So far, we have seen shameful images of packed crematoria and dead bodies floating in the Ganga, shocking stories of suppression and distortion of Covid deaths in some cities, data on the huge death toll in select villages. But these anecdotal evidence did not allow us to project the big picture. We have also had attempts by The Economist, The New York Times and academic institutions to offer estimates of the total death toll. But these were clear under-estimates because all of them took the government’s official infection and fatality figures as their starting point.
Rukmini’s data-expose takes us beyond these limitations. First of all, the data set is big and covers the entire states of Andhra Pradesh and Madhya Pradesh. Besides, it allows us to pursue the right approach. Instead of wasting time on meaningless official statistics on the number of persons infected, cured, or dead from Covid, this approach focuses on the number of “excess deaths”. The simple question is: how many excess deaths, over and above the normal number, have we seen during this period? Not all of these “excess” deaths may be due to Covid. As we know, burden on hospitals and shortage of oxygen has caused some additional deaths unrelated to Covid. Yet, it is reasonable to interpret the spike in deaths as caused by the pandemic.

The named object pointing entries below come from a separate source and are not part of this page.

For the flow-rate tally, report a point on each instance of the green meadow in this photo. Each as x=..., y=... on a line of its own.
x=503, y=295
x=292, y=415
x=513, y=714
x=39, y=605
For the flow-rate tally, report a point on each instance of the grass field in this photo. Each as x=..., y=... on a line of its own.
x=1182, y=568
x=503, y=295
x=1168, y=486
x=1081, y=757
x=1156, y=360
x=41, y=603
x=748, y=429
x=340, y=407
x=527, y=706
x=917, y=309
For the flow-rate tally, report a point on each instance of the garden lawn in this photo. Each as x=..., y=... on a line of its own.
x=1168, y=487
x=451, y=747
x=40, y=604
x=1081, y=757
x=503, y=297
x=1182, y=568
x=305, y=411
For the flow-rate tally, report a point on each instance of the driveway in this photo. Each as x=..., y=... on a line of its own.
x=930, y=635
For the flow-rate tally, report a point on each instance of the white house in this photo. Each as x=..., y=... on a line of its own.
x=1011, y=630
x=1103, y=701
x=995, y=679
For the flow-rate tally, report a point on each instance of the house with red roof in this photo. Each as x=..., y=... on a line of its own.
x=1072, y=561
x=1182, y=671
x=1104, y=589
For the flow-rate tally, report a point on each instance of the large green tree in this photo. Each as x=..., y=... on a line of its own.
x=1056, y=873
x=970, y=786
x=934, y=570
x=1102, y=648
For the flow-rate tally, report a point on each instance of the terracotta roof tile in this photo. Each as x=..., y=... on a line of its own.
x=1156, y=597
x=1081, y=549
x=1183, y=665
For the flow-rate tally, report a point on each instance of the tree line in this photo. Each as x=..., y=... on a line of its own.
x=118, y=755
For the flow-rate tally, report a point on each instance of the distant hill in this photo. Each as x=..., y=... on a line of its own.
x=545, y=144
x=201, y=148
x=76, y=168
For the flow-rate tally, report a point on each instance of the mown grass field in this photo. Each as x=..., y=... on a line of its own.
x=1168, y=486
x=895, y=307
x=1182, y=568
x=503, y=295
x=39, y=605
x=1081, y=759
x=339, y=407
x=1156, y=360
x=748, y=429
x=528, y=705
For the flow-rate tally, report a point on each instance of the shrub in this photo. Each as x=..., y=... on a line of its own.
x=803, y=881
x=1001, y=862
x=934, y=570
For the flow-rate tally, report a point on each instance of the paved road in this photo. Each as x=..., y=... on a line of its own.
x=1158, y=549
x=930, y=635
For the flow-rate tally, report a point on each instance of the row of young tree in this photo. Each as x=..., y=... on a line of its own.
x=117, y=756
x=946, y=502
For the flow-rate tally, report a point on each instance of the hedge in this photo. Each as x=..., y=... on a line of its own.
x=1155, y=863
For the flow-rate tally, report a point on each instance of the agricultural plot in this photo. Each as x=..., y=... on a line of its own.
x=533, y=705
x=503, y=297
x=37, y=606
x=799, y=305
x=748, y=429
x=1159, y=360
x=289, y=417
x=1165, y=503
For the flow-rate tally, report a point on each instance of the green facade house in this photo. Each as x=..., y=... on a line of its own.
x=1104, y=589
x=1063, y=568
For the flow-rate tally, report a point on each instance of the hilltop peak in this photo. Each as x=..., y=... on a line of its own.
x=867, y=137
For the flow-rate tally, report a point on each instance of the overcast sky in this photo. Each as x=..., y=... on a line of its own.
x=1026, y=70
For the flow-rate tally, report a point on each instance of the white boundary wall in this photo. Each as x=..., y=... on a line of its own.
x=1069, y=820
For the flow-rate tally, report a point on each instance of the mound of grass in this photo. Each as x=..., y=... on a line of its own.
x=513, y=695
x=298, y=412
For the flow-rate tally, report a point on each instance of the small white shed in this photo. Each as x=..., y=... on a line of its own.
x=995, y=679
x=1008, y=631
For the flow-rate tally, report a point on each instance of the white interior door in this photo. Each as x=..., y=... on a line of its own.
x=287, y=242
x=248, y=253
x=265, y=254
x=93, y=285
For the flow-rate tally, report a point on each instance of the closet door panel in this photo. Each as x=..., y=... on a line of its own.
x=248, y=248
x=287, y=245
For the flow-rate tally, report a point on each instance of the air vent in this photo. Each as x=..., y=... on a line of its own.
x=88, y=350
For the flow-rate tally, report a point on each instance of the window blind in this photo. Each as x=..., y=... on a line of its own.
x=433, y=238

Most importantly, this information is from the most authentic data set, the government’s official register of births and deaths or the CRS. The data set is not perfect. Many deaths are reported after a month or even after a year. And in many states, a significant number of deaths are never reported and recorded in the CRS. But fortunately, we have good official estimates of how big this error is in each state, thanks to the Sample Registration System (SRS), another official arm of India’s robust statistical system. We know that while AP records 100 per cent of its deaths in CRS, the figure is just 78.8 per cent in MP. We can adjust for these deficits in the data.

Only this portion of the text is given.